Site icon Thoughtful Dane

Hello World

Stockholm shuts down in July. Shops in business districts close for the summer. Subway lines close down for repairs late evenings. The traffic jam on the freeway clears up.

Visby Cathedral on a sunny day in early June. Copyright Frederik Jensen 2023.

I've been back in the office for one week, calm and quiet with most people away. Good time to dig deep into some code. Great with an easy commute by car. With kids at home on summer leave, I prioritise working at the office. After a few hectic weeks diving into the new job, it was healthy with a two week break to reset and reflect. Code with poor documentation and poor test coverage is legacy code, no matter the technology. No matter the architecture. Here is work for me to do. Time to establish routines and get the job done.

Weather changing to rain, we completed puzzles in the summer house in Denmark. I was inspired to create a puzzle of my own and found a company that could help me. Good quality and fast delivery. Finding yourself in a puzzle is fun!

Rockets and liquid nitrogen

My oldest participated in a one week summer school at Vetenskapens Hus (House of Science) next to the University of Stockholm during the second week of my vacation.

The summer school was organised by Hello World, an organisation of volunteers that work with industry to inspire children and young people to pursue a career in science and technology, no matter their background.

With both my wife and I having academic degrees in mathematics and computer science and both of us working with software development, it is perhaps not surprising if our kids take an interest in STEM (science, technology, engineering, mathematics). Anyhow, still great to have such an opportunity.

My son joined a class of 13 with three instructors, all STEM university students. Mornings they worked on programming, afternoons they did various science experiments, building rockets and making ice cream from liquid nitrogen.

Sounds like he had a blast. I was curious to see how they approached teaching programming so I looked into it.

Browsing through my boardgames collection for miniatures to paint, I found 12 finely detailed survivors in This War of Mine. It was fun to paint realistic, contemporary characters.

Game development with Codepad

The summer school used Lua scripts running on Codepad with a Defold game engine underneath.

Codepad is an online compiler/interpreter. Lua is a lightweight scripting language. Defold is a 2D game engine for web and mobile.
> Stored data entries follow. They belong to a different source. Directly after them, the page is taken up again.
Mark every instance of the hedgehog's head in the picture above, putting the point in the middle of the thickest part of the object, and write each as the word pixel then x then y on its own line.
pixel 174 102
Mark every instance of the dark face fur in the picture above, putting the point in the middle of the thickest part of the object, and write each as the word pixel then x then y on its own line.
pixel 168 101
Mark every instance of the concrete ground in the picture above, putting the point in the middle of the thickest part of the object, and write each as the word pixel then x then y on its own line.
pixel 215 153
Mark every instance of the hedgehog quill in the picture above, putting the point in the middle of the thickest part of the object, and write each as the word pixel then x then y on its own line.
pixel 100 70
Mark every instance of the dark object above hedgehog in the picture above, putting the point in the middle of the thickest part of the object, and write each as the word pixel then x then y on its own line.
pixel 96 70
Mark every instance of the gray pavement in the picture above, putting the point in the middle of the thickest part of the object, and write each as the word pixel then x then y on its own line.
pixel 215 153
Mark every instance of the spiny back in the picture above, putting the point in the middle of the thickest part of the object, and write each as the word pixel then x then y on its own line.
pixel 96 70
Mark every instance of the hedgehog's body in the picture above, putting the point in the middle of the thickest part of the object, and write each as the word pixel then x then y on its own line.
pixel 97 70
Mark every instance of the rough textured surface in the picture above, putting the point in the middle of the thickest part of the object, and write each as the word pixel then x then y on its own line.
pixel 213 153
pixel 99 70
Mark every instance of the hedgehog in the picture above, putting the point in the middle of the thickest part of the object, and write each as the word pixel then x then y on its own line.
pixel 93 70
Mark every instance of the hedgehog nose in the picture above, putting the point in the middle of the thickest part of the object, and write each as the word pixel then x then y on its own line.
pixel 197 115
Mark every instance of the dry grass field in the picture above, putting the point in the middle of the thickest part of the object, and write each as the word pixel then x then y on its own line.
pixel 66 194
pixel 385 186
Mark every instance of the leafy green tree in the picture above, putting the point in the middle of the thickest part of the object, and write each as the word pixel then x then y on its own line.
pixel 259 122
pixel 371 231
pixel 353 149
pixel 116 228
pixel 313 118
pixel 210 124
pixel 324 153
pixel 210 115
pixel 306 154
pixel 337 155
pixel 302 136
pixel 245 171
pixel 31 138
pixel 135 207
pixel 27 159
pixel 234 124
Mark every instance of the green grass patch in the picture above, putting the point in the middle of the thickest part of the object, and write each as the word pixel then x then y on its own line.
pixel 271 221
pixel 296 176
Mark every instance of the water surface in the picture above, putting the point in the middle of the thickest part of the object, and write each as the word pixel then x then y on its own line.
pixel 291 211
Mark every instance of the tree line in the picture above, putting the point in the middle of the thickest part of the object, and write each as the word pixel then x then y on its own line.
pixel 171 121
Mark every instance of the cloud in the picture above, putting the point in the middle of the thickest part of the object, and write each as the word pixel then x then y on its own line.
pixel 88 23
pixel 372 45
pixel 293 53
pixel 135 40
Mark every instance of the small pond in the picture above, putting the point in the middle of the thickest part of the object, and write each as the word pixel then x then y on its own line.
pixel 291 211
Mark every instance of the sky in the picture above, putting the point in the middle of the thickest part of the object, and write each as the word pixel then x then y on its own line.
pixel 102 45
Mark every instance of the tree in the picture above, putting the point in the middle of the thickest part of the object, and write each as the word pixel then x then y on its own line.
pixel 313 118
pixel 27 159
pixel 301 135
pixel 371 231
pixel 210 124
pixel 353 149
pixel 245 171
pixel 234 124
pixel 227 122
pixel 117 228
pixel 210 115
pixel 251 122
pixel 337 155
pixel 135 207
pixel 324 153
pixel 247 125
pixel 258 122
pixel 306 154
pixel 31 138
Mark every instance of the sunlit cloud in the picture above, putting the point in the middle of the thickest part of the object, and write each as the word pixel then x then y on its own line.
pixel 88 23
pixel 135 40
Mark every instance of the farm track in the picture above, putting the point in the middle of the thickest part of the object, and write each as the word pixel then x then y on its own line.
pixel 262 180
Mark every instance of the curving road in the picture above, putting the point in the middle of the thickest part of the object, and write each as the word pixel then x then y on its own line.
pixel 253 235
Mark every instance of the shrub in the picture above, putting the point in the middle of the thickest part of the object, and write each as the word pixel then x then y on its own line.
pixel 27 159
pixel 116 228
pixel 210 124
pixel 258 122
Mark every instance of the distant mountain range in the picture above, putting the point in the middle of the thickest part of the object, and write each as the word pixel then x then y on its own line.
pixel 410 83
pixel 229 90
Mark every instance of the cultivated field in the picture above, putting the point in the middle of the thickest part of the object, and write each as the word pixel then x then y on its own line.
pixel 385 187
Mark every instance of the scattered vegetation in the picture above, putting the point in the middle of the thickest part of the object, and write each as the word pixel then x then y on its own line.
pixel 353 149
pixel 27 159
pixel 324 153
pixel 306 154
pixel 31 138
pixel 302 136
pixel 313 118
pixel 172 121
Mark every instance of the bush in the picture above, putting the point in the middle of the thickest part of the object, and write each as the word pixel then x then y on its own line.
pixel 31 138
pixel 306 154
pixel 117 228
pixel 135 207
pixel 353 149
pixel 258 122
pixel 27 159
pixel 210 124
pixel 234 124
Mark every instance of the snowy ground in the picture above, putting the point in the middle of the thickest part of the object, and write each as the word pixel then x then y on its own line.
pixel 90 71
Each day they got a new example game to work on. The games were unfinished: They would run but lacked features. The task was to add features by modifying existing scripts, very much like how most development is done in the real world. Except, here there was documentation.

I tried out one of the exercises. Nice! Here the game is Space Cleaner, a side scrolling shoot-em-up. The game is already running and you can try it out in the bottom right corner. Instructions on the left tells you to find and modify the script that implement movement of the space ship. You copy- paste-edit the lines and restart the script and now the game is already more fun to play!

It is both full circle and a frog leap: This is the kind of games I played as a kid in the 1980ies, but the means and effort for me to build such a game would have been far greater.

Sadly, This War of Mine is even more relevant now than when it came out. It sits unplayed on my shelf, a heavy theme. Perhaps when the war in Ukraine has ended, it can be a tool to reconnect with the people who right now endures the uncertainty and dilemmas portrayed in the game.

Forever free

Defold is a free game engine developed by a couple of smart engineers at King, the Swedish game studio behind Candy Crush. However, it is not owned by King: Back in 2020, Defold was handed over to the Defold Foundation with the explicit objective to prevent Defold from being commercialised by a third-party. Not today, not tomorrow, not ever.

A gift for future generations. Let's see what they will do with it. Now there is one more aspiring game developer who knows how to use it.